One of the things that gamers have come to expect from a 2D platformer ,which puts incredible emphasis on the platforming, is the Story Mode backed up by a story which has no real bearing on the game-play in and of itself. That's not to say that the Story Mode doesn't have a point from a game-play perspective, of course, but a short tale about someone off to save the princess from an evil schmuck is hardly worth going on about. Even if it does feature the voice talent of the awesome Kevin Sorbo...
Instead, it would be pretty safe to say that the Story Mode can be viewed as an overly long tutorial. Until you reach levels which pass the triple digit mark, you'll most likely have little to no issues with completing any of them, assuming of course that you're somewhat experienced with fast paced platforming. The tutorial aspect comes into play every 10 levels (which slowly scale in difficulty) when you're given a new ability to try out. These abilities will range from a simple double jump to a jet-pack to even a spaceship which produces levels that resemble something from Gradius. This change in how levels are designed spills into every set of levels as they force you to actually use your abilities, such as using the jet-packs sustained flight to pass an otherwise impassable gap in the terrain. All of that aside, however, the real magic (and inevitable rage) behind Cloudberry Kingdom comes in the form of the Arcade Mode.
It is with the Arcade Mode that the supposed 'infinite' levels come into play. Of course, there isn't REALLY an infinite number of levels, but when you throw the mass number of variables which can go into a creating a single map together with procedural generation, you get more maps which can ever be played by a mere mortal. The really amazing thing about it is that every map, no matter how crazy it becomes, flows absolutely perfectly.

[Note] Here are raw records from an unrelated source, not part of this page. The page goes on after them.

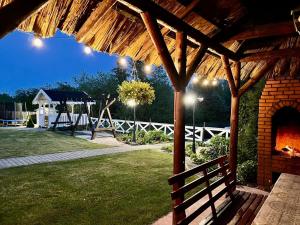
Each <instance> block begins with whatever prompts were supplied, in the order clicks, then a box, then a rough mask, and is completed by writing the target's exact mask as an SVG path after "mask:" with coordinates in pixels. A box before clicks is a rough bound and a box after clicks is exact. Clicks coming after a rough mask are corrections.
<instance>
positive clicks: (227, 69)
mask: <svg viewBox="0 0 300 225" xmlns="http://www.w3.org/2000/svg"><path fill="white" fill-rule="evenodd" d="M221 60H222V63H223V67H224V70H225V73H226V77H227V81H228V85H229V88H230V92H231V95H232V96H237V94H238V91H237V90H238V89H237V87H236V85H235V80H234V78H233V75H232V71H231V68H230V65H229V60H228V58H227V57H226V56H224V55H222V56H221Z"/></svg>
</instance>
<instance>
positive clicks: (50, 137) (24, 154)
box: [0, 129, 105, 158]
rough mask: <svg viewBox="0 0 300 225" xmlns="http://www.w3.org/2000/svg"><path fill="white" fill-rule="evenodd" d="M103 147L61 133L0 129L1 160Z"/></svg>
mask: <svg viewBox="0 0 300 225" xmlns="http://www.w3.org/2000/svg"><path fill="white" fill-rule="evenodd" d="M103 147H105V145H100V144H95V143H91V142H89V141H87V140H84V139H80V138H75V137H72V136H70V135H66V134H63V133H61V132H60V133H55V132H52V131H41V130H39V131H38V130H14V129H0V158H7V157H15V156H27V155H39V154H47V153H54V152H67V151H73V150H80V149H99V148H103Z"/></svg>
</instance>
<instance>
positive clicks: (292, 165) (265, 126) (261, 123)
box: [257, 78, 300, 189]
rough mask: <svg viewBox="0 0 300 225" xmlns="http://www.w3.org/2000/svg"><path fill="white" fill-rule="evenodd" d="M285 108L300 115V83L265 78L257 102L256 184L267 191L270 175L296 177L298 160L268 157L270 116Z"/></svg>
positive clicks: (270, 126)
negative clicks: (274, 172) (287, 174)
mask: <svg viewBox="0 0 300 225" xmlns="http://www.w3.org/2000/svg"><path fill="white" fill-rule="evenodd" d="M285 106H289V107H293V108H295V109H297V110H298V111H299V112H300V80H295V79H290V78H284V79H283V78H280V79H276V80H274V79H269V80H267V82H266V85H265V88H264V90H263V92H262V95H261V97H260V100H259V114H258V177H257V182H258V185H259V186H261V187H263V188H265V189H269V188H270V185H272V172H286V173H296V174H300V159H286V158H283V157H278V156H272V139H271V135H272V117H273V115H274V114H275V112H276V111H277V110H279V109H281V108H283V107H285Z"/></svg>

We're given the choice of four game types which include the simplistic Time Crisis and the significantly more complex Hero Rush, which forces you to fight through levels with ever changing abilities. Getting back to the idea that players should better themselves through gameplay and skill rather than memorizing random death traps (I'm looking at you, I Wanna Be the Guy...), to unlock a significant portion of content in the various game types you must first complete a set number of levels in one go. On top of that, the difficulty in Arcade Mode seems to scale a good bit faster than the story mode and is overall more compelling since each game type adds its own difficult twist to the whole affair.
As if the Arcade Mode was not difficult enough, however, the true masters of Cloudberry Kingdom get their chance to shine with the Free Play mode. It is here that you can customize levels in such a manner that they can be completed by a 5 year old who has never played a video game, require precision and skill that most people could never hope to achieve without some help, or anything in between. You can choose how long the map is, how many obstacles of a particular type there are, and whether or not there is a wall of death following behind you - forcing you to keep on moving.

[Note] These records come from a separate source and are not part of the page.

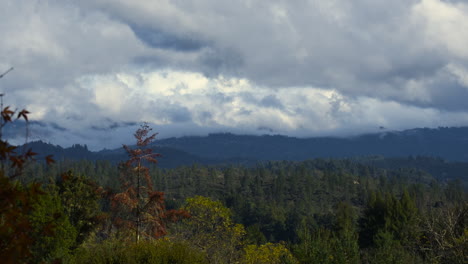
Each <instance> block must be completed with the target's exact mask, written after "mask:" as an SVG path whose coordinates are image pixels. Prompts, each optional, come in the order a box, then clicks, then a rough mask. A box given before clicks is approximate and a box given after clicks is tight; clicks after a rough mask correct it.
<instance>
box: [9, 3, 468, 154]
mask: <svg viewBox="0 0 468 264" xmlns="http://www.w3.org/2000/svg"><path fill="white" fill-rule="evenodd" d="M1 2H2V8H1V9H0V16H1V17H2V18H3V21H4V22H3V23H2V24H0V32H2V36H3V37H2V38H0V71H1V70H2V69H5V70H6V69H8V67H9V66H14V67H15V71H13V72H11V73H9V74H8V76H6V77H5V78H3V79H1V81H0V90H2V91H4V92H5V93H6V95H7V96H6V101H7V102H8V103H11V104H13V105H18V106H25V107H27V108H28V109H30V110H31V111H32V112H33V115H32V117H33V118H34V119H35V120H38V121H41V122H46V123H47V122H48V123H49V124H56V125H58V126H60V127H63V128H64V129H62V130H57V129H55V130H54V131H55V132H53V133H59V134H60V136H56V138H57V139H56V140H57V141H60V142H61V143H66V142H69V144H72V143H74V142H72V141H75V140H76V141H77V142H88V144H90V145H91V146H93V145H94V146H95V147H104V146H108V147H109V146H111V145H112V146H115V145H116V142H120V141H121V140H124V139H125V140H127V139H128V137H125V138H124V137H123V134H124V132H125V133H127V132H128V130H131V129H134V128H135V125H134V122H140V121H143V120H146V121H149V122H151V123H154V124H156V125H157V130H161V132H162V136H172V135H184V134H191V133H198V134H200V133H207V132H210V131H213V132H215V131H233V132H239V133H282V134H288V135H296V136H313V135H349V134H356V133H361V132H369V131H375V130H376V129H377V128H378V127H379V126H385V127H389V128H391V129H403V128H411V127H415V126H442V125H467V124H468V122H467V113H468V106H467V104H466V102H465V98H468V49H467V48H466V47H465V46H466V43H468V4H467V3H466V2H464V1H441V0H395V1H380V0H356V1H352V2H350V1H348V0H327V1H325V0H310V1H306V0H301V1H280V0H277V1H254V0H245V1H217V0H216V1H215V0H203V1H178V0H172V1H167V0H159V1H144V0H118V1H116V0H112V1H110V0H93V1H91V0H82V1H71V0H68V1H63V0H62V1H59V0H2V1H1ZM41 129H42V130H44V131H43V132H39V130H41ZM47 129H48V128H47V127H46V128H44V127H42V128H37V131H38V134H40V135H43V136H44V137H50V136H51V135H50V134H47V133H46V132H45V130H47ZM109 131H113V132H112V133H109ZM44 133H45V134H44ZM51 133H52V132H51ZM110 134H111V135H114V136H113V137H112V138H109V139H107V140H108V141H105V140H106V137H108V136H109V135H110ZM130 134H131V133H130ZM119 140H120V141H119ZM93 142H94V143H93ZM96 142H99V144H98V143H96Z"/></svg>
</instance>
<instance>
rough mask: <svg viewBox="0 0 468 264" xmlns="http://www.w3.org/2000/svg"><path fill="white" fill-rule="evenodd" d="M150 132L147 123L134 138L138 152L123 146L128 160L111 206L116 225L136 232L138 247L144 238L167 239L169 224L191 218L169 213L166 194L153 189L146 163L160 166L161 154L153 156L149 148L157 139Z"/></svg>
mask: <svg viewBox="0 0 468 264" xmlns="http://www.w3.org/2000/svg"><path fill="white" fill-rule="evenodd" d="M151 131H152V129H151V128H150V127H149V126H148V124H147V123H144V124H143V125H141V127H140V128H139V129H138V130H137V131H136V132H135V134H134V136H135V138H136V140H137V144H136V148H134V149H132V148H131V147H129V146H127V145H123V148H124V149H125V151H126V152H127V153H128V155H129V159H128V160H127V161H126V162H125V163H124V164H123V166H122V167H121V169H122V176H121V181H122V192H121V193H118V194H116V195H114V196H113V198H112V203H111V206H112V209H113V211H114V213H115V218H114V225H115V226H116V227H117V228H120V229H122V228H124V230H134V231H135V241H136V242H137V243H138V241H139V240H140V237H141V236H142V235H143V236H145V237H147V238H159V237H162V236H164V235H166V234H167V229H166V224H167V222H170V221H177V220H178V219H180V218H184V217H188V213H187V212H185V211H182V210H166V207H165V204H164V193H163V192H159V191H156V190H154V189H153V183H152V181H151V177H150V174H149V169H148V168H147V167H145V166H144V163H157V162H158V161H157V159H156V157H159V156H161V154H159V153H153V150H152V149H151V148H149V147H148V146H149V145H150V144H151V142H153V140H154V139H155V137H156V135H157V133H153V134H151Z"/></svg>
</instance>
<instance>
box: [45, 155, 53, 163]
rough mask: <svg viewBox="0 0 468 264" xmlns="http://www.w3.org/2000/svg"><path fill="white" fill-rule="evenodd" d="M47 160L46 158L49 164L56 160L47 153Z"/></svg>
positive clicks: (45, 158)
mask: <svg viewBox="0 0 468 264" xmlns="http://www.w3.org/2000/svg"><path fill="white" fill-rule="evenodd" d="M45 160H46V163H47V165H50V164H52V163H55V160H54V159H53V158H52V155H47V156H46V157H45Z"/></svg>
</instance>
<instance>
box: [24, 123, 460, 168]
mask: <svg viewBox="0 0 468 264" xmlns="http://www.w3.org/2000/svg"><path fill="white" fill-rule="evenodd" d="M27 147H28V148H32V149H33V150H34V151H35V152H38V153H40V154H41V155H53V156H54V158H55V159H56V160H66V159H69V160H80V159H87V160H109V161H111V162H113V163H118V162H119V161H123V160H126V159H127V155H126V153H125V151H124V150H123V148H118V149H112V150H108V149H104V150H101V151H97V152H93V151H90V150H89V149H88V148H87V146H86V145H79V144H75V145H73V146H71V147H69V148H63V147H61V146H57V145H53V144H49V143H44V142H42V141H35V142H30V143H28V146H27ZM151 147H153V148H154V150H155V152H158V153H161V154H162V157H161V158H160V159H159V166H161V167H163V168H170V167H177V166H181V165H191V164H194V163H198V164H205V165H219V164H241V165H247V166H248V165H254V164H256V163H257V162H262V161H269V160H290V161H301V160H307V159H312V158H356V157H369V156H380V157H385V158H398V157H402V158H407V157H411V156H412V157H417V156H424V157H433V158H440V159H442V160H446V161H451V162H467V161H468V127H459V128H437V129H428V128H420V129H412V130H405V131H393V132H382V133H375V134H367V135H361V136H356V137H349V138H333V137H317V138H294V137H287V136H280V135H275V136H272V135H263V136H252V135H235V134H230V133H222V134H210V135H208V136H187V137H180V138H167V139H161V140H156V141H155V142H154V143H153V145H152V146H151Z"/></svg>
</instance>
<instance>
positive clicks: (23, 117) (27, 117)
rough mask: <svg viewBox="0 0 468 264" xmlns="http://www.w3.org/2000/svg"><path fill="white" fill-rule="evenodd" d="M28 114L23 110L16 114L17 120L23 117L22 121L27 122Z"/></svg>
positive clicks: (25, 109)
mask: <svg viewBox="0 0 468 264" xmlns="http://www.w3.org/2000/svg"><path fill="white" fill-rule="evenodd" d="M28 114H29V111H28V110H26V109H23V110H21V112H19V113H18V117H17V118H20V117H23V118H24V120H26V121H28Z"/></svg>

When all is said and done, Cloudberry Kingdom is an incredibly solid game. The platforming in and of itself is done beautifully and never forces you to stop and wait for a couple of seconds, assuming that you didn't mess up at some point. Once you get your bearings on how it is played, you'll be able to charge through most levels without ever stopping. Throw that together with the fact that levels are rather short (usually no longer than about 30 seconds) and you get one of those games that keeps telling you to try just one more time, pulling you in and forcing you to become addicted.
There isn't very much to Cloudberry Kingdom once you look closely, but if you're looking for a challenge than this is most definitely the game for you.